Take a moment before you begin this morning and just slowly and meaningfully pray this prayer.

Lord of promise,
how quickly we forget,
how slow to understand,
The path is not the destination,
The desert not our land.
Amen.

Daily Scripture: John 3:14-21

Find the above scripture in your bible and read slowly – you might want to read it out loud. You can read it here.

Lenten Quote

“A man who was merely a man and said the sort of things Jesus said would not be a great moral teacher. He would either be a lunatic – on a level with the man who says he is a poached egg – or else the Devil of Hell. You must make your choice. Either this man was, and is, the Son of God: or else a madman or something worse. You can shut him up for a fool, you can spit at him and kill him as a demon, or you can fall at his feet and call him Lord and God. But let us not come with any patronising nonsense about him being a great moral teacher. He has not left that open to us. He did not intend to.”

|C.S Lewis

Lenten Reflection

In today’s passage of Scripture Jesus speaks with a Jewish religious leader called Nicodemus. Later in the Gospel, Nicodemus will be one of the people who risks his life and reputation to claim Jesus’ body after his crucifixion and bury him in a tomb (See John 19). So what Jesus said to Nicodemus changed him.  

Questions to ponder: 

  1. What do you believe in? Yourself? Your wisdom and understanding? Your friends and family? Jesus says the way of the ‘self’ leads to death and darkness. Or do you believe in Jesus? who will not let you perish in darkness but, through trust in him, promises that you are not condemned to death but are reborn to life now and for all eternity.   
  1. Jesus is never afraid to ask us (including those who are powerful, wise and learned amongst us) the hard questions and confront us with the difficult reality. What hard question is Jesus confronting you with? What difficult, uncomfortable reality is he laying before you? Do you know he does not condemn you but desires to rescue you and give you life?  
  1. Bernard of Clairvaux said ‘What we love we shall grow to resemble’. Reflect on what you love? How is this forming you? If you love Jesus how are you growing to resemble him?  
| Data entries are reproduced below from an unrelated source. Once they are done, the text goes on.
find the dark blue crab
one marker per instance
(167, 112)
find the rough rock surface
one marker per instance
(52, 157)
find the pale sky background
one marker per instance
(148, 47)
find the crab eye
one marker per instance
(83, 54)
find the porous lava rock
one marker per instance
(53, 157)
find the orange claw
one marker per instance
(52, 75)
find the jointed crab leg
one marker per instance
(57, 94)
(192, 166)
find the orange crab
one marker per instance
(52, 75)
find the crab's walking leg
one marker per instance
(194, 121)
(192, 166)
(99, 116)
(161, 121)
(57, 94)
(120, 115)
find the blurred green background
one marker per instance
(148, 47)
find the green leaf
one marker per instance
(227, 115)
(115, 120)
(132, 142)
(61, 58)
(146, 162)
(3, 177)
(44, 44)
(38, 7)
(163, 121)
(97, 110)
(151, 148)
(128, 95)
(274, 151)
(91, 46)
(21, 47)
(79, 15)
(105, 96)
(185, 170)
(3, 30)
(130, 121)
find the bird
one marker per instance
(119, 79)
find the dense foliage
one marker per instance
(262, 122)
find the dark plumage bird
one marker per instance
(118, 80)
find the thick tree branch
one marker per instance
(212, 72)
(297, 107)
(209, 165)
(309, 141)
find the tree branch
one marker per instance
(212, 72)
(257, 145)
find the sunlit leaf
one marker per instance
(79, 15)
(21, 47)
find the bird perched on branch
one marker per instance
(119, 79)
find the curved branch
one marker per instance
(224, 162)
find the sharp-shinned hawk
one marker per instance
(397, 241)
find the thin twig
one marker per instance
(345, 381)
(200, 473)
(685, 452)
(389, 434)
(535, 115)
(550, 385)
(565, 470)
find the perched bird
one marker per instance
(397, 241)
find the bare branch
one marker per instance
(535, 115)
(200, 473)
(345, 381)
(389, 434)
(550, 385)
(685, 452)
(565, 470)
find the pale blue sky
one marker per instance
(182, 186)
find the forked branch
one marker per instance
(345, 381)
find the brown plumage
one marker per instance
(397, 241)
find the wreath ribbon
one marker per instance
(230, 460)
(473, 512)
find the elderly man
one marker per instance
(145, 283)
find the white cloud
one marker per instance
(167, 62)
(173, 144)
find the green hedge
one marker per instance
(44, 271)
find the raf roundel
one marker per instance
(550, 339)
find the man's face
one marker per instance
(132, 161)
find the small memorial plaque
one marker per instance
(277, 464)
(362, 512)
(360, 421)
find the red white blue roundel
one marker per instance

Lenten Song: No Condemnation

Closing Blessing

When memory forsakes us,
And we are tempted to return,
When forgetfulness makes us faithless
And truths remain unlearned,
When we run wild amidst the wilderness
And fashion idols amongst the sands
When the tester becomes the tested
And we lose sight of the promised land.

Forgive us Lord, we pray.

Deliverer, help us to remember,
And bring these things to mind,
That freedom stands before us.
And slavery behind.
That in the desert we are not deserted
And in our wanderings, we are not lost,
That no land is God-forsaken
And the promise worth the cost.

Bless us Lord, we pray

No Evening Zoom Reflection Tonight!

As it is Friday there will be no evening reflection over Zoom tonight but we look forward to seeing you on Sunday!

We would love to make this a shared learning experience as much as possible so therefore please consider adding any thoughts, questions and insights that might arise for you in the comments section below. We would love to hear what God is up to in this time!

2 Comments on “Lent Week 4 | FRIDAY”

  1. ‘The people loved darkness’
    God so loved the world but the people loved the darkness. Their love for darkness is said to be because thier deeds were evil and stands in contrast to their hatred of the light that exposes such deeds. Their love of darkness is a twisted affection for that which covers and conceals their own complicity of evil and so I am wondering if there is a love of darkness within me that embraces whoever or whatever might not expose my brokenness. Is not a projection of a false self that is encouraged in the world through social media some kind of love for darkness?

    What false comfort is there in the shadows and what false fear is there of the light? How can we learn to trust the light that comes that does indeed expose the evil among us, not to condemn but only in order to save?